We see this in Alphabet Beat A to Z, where each letter becomes a doorway to movement, meaning, and emotional literacy. Research on embodied cognition shows that when children move their bodies while learning, they retain information better and develop deeper conceptual understanding. The joy of movement isn't a break from learning—it's the vehicle for it.
Connection as Consequence
When joy leads, connection follows.
This isn't wishful thinking—it's documented in attachment research spanning decades. Developmental psychologist Edward Tronick's work on parent-infant interactions demonstrates that moments of shared positive affect—what he calls "moments of meeting"—are the building blocks of secure attachment. These joyful micro-moments create the trust that allows children to explore, take risks, and grow.
We see this principle in action in our We Get to Be™ books, where stories become mirrors and maps. Research on narrative engagement shows that when children connect emotionally with story characters, they develop both literacy skills and social-emotional competencies simultaneously. The joy of finding yourself in a story isn't separate from the work of learning to read—it's what makes that work meaningful and sustainable.
In every moment a child says, "I feel seen," something neurologically significant is happening. Being seen doesn't just feel good—it creates the neurological conditions for learning and growth.
Joy as Rigor
Joy is often positioned as the antithesis of rigor. What if joy wasn't the direct opposite of rigor, but was in fact the driving force, the heartbeat, the soul of rigor? This challenges deeply embedded cultural assumptions about learning, but the research is unequivocal. A meta-analysis of over 200 studies found that students in learning environments characterized by positive emotional climates consistently outperformed students in neutral or negative emotional climates—even when the curricula were identical.
The distinction matters because we've inherited a false dichotomy. We've been taught to believe that learning requires struggle, that comfort is the enemy of growth, that joy is what happens after we've done the hard work of becoming. But developmental science tells a different story. Growth happens most readily at the intersection of challenge and support, stretch and safety, effort and enjoyment.
Research on what psychologists call "flow states"—those moments when we're so engaged that time seems to disappear—shows that these experiences combine high challenge with positive emotional experience. Flow isn't easy, but it is joyful. It's the feeling of your capacities expanding to meet meaningful challenges.
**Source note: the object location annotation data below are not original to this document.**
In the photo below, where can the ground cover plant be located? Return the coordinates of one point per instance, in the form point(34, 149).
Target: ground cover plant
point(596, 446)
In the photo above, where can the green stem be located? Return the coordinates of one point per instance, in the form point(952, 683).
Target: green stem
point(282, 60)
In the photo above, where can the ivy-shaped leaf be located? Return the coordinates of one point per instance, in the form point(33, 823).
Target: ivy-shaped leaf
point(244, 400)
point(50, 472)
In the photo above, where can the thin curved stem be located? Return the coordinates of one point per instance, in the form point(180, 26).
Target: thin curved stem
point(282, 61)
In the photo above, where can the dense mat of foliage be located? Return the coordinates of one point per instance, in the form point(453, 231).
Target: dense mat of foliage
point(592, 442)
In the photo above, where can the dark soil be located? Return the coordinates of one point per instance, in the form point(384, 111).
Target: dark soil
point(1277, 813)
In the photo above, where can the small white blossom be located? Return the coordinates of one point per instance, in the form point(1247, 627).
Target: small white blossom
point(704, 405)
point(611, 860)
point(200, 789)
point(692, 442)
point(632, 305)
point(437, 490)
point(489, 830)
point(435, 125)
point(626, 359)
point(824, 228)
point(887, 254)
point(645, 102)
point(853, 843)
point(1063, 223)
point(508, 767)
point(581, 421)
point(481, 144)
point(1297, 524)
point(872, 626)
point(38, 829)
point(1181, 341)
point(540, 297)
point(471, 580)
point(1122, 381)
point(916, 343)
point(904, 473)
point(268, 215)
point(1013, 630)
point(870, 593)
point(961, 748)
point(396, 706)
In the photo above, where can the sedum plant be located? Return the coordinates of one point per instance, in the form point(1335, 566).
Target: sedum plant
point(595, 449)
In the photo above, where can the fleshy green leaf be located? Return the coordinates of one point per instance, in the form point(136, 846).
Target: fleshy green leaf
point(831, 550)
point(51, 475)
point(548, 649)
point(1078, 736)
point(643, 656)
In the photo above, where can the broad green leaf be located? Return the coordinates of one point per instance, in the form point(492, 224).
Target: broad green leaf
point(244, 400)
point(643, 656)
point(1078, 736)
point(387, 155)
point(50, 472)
And it's precisely these flow experiences that research associates with optimal learning and development.
When we follow joy as our guide, we're not lowering standards. We're recognizing that the path to high achievement runs through engagement, and the path to engagement runs through meaning, and the path to meaning runs through joy.
The Radical Act of Joy
What if instead of asking children to suppress their joy until they've earned the right to express it, we recognize joy as the birthright that fuels their growth? What if we understood that the giggling, dancing, questioning, imagining child isn't distracted from learning—they're demonstrating that learning is happening?
What if we modeled joy in our own lives—not as something we squeeze in after everything else is done, not as another item to check off our list, but as central to our being? What if we showed children that joy isn't earned or scheduled, but inherent to what it means to be and to truly belong?
So we follow the leader. We follow joy.
Because when joy guides the way, the destination is always worth arriving at.
Not because joy takes us to some perfect place where nothing is difficult or complex. But because joy ensures that wherever we arrive, we arrive complete—connected to ourselves, to each other, and to the beautiful complexity of becoming.